Baca Juga: Tahun Ini, Masa Pendaftaran SPMB di Kabupaten Malang Lebih Cepat
Kepala Bidang SMP Dinas Pendidikan Kabupaten Malang, Nurul Sri Utami, menjelaskan bahwa lulusan SMP saja sudah mencapai sekitar 29 ribu siswa, belum termasuk lulusan MTs.
“Persaingan cukup ketat karena banyak siswa memilih sekolah negeri favorit,” jelasnya.

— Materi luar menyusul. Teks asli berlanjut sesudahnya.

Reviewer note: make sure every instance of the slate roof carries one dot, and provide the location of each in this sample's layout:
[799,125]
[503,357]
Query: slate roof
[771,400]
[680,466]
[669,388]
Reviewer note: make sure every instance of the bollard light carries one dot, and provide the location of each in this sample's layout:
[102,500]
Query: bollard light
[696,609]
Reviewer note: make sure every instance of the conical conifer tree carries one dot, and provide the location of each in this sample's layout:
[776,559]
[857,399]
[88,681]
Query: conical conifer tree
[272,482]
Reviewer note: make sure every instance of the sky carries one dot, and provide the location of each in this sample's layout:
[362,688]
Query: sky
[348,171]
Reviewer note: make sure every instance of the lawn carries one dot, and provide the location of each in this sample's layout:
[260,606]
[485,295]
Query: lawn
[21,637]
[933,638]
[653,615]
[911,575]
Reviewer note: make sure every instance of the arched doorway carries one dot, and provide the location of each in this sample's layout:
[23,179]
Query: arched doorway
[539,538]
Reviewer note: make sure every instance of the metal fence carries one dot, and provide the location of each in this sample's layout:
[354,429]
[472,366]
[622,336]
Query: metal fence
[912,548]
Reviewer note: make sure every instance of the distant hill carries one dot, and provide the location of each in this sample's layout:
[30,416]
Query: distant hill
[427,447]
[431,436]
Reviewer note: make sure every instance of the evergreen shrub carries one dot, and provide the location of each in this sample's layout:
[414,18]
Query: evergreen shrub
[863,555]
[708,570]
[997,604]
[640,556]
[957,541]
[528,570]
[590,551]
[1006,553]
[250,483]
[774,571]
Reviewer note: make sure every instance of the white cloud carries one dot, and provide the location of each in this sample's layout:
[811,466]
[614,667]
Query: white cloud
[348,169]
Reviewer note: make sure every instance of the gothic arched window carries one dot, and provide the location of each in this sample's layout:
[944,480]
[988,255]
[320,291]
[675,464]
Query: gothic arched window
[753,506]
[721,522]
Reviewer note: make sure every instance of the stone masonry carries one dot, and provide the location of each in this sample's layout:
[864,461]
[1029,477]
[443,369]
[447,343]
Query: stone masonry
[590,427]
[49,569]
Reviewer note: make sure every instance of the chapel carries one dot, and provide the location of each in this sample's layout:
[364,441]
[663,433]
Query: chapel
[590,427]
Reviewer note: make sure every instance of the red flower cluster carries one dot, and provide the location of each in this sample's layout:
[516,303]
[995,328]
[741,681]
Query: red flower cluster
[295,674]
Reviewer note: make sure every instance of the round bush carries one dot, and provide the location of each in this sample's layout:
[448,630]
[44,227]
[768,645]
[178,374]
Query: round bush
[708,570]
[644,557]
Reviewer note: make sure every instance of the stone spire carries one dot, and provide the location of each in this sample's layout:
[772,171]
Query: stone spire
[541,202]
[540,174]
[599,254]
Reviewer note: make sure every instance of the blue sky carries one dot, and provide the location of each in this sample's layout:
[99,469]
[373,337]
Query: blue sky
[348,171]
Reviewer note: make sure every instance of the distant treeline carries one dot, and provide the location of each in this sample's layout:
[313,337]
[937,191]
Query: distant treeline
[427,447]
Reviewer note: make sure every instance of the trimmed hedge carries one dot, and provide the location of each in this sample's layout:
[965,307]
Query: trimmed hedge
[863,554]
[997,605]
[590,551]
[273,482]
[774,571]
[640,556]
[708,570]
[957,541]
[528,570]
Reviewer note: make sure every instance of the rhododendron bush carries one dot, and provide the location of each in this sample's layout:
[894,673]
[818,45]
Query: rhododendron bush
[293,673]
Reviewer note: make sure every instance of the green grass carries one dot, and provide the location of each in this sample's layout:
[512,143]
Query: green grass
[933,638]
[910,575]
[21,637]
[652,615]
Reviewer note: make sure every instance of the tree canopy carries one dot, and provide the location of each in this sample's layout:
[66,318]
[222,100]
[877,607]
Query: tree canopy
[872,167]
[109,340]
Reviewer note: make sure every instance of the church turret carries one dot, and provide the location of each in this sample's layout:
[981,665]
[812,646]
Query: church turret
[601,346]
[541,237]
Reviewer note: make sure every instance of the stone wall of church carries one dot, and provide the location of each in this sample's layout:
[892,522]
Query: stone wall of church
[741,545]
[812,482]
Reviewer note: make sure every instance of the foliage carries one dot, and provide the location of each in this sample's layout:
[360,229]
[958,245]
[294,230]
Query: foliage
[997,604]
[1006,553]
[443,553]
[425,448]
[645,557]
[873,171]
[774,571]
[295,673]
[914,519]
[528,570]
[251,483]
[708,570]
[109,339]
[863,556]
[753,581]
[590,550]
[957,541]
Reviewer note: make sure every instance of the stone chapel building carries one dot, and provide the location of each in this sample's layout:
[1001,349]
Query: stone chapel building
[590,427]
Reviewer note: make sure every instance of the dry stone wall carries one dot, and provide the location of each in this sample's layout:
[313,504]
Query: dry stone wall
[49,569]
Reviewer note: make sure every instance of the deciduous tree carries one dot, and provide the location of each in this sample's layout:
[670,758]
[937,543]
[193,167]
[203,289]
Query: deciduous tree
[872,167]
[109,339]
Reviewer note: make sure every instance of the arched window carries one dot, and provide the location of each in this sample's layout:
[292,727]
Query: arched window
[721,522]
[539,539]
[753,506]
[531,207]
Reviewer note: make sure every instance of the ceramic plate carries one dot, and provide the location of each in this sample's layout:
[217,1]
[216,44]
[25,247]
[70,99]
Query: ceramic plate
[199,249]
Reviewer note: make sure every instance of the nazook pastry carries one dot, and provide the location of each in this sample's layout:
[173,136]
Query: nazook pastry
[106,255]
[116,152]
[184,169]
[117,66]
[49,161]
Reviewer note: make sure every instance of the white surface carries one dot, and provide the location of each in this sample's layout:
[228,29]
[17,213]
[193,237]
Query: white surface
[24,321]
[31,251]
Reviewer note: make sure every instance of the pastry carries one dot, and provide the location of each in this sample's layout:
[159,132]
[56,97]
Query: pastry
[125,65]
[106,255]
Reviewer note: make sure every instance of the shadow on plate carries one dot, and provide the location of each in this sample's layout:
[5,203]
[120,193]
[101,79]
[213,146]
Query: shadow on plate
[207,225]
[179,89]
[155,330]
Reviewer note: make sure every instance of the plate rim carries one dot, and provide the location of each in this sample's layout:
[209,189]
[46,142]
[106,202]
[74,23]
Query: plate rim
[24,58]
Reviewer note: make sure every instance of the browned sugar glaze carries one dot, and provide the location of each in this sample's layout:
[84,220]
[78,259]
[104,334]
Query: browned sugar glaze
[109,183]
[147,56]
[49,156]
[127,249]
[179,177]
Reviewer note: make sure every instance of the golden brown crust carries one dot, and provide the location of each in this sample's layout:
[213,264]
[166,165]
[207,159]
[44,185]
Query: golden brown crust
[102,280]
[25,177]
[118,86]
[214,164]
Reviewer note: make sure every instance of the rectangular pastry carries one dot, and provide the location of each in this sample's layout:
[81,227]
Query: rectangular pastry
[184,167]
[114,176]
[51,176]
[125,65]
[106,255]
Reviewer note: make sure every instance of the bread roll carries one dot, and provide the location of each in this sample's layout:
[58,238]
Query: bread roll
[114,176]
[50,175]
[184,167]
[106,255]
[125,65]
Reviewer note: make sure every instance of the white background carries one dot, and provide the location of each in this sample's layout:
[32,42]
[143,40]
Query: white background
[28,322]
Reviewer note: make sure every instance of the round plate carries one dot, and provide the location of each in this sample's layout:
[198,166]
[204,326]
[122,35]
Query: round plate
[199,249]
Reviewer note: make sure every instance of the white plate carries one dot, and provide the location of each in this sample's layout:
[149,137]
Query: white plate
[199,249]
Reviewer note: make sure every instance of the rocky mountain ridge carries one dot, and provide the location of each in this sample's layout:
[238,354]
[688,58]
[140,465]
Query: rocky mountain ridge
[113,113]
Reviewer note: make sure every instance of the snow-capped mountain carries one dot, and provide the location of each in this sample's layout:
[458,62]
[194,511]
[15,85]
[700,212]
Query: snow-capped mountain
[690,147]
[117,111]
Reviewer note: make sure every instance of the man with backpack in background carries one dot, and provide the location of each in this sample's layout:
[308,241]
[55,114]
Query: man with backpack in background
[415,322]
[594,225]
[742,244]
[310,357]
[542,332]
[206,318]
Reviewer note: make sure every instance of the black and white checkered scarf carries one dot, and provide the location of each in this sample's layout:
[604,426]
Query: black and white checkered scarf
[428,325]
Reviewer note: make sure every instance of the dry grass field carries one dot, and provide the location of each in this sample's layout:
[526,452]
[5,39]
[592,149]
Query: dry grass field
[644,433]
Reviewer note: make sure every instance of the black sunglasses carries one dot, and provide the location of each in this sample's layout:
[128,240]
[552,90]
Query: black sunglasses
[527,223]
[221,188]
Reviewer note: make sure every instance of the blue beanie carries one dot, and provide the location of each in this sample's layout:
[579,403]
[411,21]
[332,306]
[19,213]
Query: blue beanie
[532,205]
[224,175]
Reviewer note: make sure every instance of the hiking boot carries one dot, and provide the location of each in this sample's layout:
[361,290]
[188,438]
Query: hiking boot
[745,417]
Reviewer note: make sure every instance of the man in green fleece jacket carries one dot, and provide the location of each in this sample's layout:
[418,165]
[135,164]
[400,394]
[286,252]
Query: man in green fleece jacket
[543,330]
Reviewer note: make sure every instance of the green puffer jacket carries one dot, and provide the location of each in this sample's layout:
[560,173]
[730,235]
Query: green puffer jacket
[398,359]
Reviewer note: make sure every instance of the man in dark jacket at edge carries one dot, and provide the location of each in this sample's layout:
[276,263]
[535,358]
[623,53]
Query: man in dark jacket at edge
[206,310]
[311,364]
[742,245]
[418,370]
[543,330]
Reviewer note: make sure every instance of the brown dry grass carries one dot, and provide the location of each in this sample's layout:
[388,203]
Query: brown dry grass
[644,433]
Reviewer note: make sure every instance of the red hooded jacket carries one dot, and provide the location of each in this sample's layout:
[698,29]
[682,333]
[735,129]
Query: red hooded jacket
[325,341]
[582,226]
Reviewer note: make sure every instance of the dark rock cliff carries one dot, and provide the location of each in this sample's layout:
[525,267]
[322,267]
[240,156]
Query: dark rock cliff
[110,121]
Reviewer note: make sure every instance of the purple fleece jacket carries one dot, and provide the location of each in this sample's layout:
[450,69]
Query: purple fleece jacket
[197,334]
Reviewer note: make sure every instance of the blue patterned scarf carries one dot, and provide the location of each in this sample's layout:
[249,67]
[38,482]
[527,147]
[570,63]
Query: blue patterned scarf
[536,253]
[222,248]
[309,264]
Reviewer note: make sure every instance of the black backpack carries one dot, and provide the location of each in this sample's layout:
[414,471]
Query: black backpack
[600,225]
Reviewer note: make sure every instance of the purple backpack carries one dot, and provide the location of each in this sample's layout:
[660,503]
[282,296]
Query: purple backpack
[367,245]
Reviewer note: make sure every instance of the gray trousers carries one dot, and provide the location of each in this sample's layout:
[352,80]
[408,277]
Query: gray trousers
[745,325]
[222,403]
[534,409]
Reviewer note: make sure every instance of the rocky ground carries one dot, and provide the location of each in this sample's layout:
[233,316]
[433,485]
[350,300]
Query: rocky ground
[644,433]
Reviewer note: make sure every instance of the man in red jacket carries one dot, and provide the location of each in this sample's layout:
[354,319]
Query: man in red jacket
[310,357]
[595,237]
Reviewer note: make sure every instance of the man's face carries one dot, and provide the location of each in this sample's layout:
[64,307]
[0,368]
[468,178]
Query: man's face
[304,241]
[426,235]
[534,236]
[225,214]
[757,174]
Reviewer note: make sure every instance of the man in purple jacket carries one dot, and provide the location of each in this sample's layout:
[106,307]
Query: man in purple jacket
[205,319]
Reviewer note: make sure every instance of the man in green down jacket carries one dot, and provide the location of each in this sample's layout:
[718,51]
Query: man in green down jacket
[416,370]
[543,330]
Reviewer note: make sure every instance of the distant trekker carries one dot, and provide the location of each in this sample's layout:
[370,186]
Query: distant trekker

Jadwal dan Jalur SPMB 2026
Pendaftaran SPMB SMA/SMK di Kabupaten Malang dibuka dalam empat tahap dengan jalur berbeda.
Tahap pertama jalur domisili berlangsung pada 11–15 Juni. Tahap kedua untuk jalur afirmasi, mutasi, dan prestasi lomba dijadwalkan 17–23 Juni. Tahap ketiga jalur prestasi akademik khusus SMA pada 24–29 Juni, dan tahap keempat jalur prestasi akademik SMK pada 30 Juni hingga 4 Juli.
Dwi Anggraeni mengimbau calon peserta didik untuk menyiapkan berkas pendaftaran sejak dini agar tidak terkendala saat proses seleksi.
Sekolah Swasta Jadi Alternatif Utama
Sekolah swasta menjadi pilihan utama bagi puluhan ribu siswa yang tidak tertampung di sekolah negeri.
Kondisi ini membuat peran sekolah swasta semakin penting dalam menampung lulusan. Bahkan, sebagian orang tua sudah sejak awal memilih sekolah swasta unggulan sebagai alternatif pendidikan.
Baca Juga: SMA-SMA Negeri di Kota Malang Mulai Bentuk Panitia SPMB 2026
Kepala SMAN 1 Lawang, Syarifatur Rofiah, menyebut kuota di sekolahnya tetap 432 kursi, menyesuaikan kapasitas rombongan belajar.
“Maksimal 36 siswa per kelas sesuai ketentuan,” ujarnya.